Bi-radial storm jib on a Bristol 41-1 for the Bermuda Race. 

These are a very specific sail intended to be the last sail standing, and perhaps, used in 45-50 knots of true wind. Even if you are not sailing, a storm jib can be used to keep the boat stable if you want to heave to. As such, they need be 110% reliable. Common detailing includes triple stitching, heavy-duty leech and foot cords, hanks doubled up in the head OR on boats where this sail will be set in a foil, back up grommets in the luff in the event the foil is damaged and head and tack pennants. If you are planning on doing any racing in the ocean, this sail must meet certain requirements including being made of orange material, a good idea in any case.

 

Cross Cut Vektron Yankee on a 43 cruising boat.

Cross Cut Vektron Yankee on a 43 cruising boat.

A Challenge 72 heading to sea with her Yankee and staysail set.

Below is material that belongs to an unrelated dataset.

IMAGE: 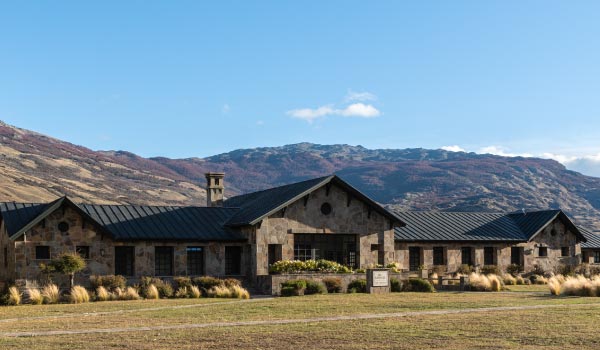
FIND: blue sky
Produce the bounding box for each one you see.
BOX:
[0,0,600,176]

A Challenge 72 heading to sea with her Yankee and staysail set.

Yankees

Yankees are short LP sails, usually 100% LP or less, with a high clew, usually set on the furler and often used on cutters. They share much of the detailing of “Genoas” specifically leading the leech line to the tack. They may or may not have the reefing detailing. If the Yankee is set on a furler, it will have UV protection.

 

 

Blade Jibs

This Blade jib was built by HOOD Argentina for one of their racing customers.

This Blade jib was built by HOOD Argentina for one of their racing customers.

This W-46 was designed with a blade jib as a primary headsail. Here Nashua shows her HOOD load path "Racing" wardrobe.

This W-46 was designed with a blade jib as a primary headsail. This boat shows her HOOD load path “Racing” wardrobe.

Blade Jibs are sails that have several names including Number 3 & 100% Jib. They are generally a sail that is on the order of 100% LP, but this depends on where the sail will sheet. This is a sail commonly used by sailors doing some racing when their big genoa is too much. The detailing is broadly the same as for Genoas without the reefing detailing. HOOD can place battens in either orientation, parallel to the luff so you can roll the sail up, or square to the leech, if the sail is to be raised and lowered rather than rolled. Telltale windows and draft stripes are common in sails to be used racing. A UV cover is available as well.

 

Heavy Weather Jib

Like Storm Jibs, a Heavy Weather Jib is a very specific sail with its definition promulgated by the framers of offshore racing rules. Broadly, they may be no bigger in area than a size derived from a formula related to the boat’s foretriangle. They may not have a reef and they must have “an alternative method of attachment” (aka back up grommets) in the luff.  This enables the crew to tie the luff to the foil in the event the foil is damaged. Detailing is based on the other smaller sails noted above and focused on the boat, the crew, and the intended races or other offshore sailing proposed. They can be set on the Solent Stay or on a cutter stay or similar dedicated inside stay arrangement.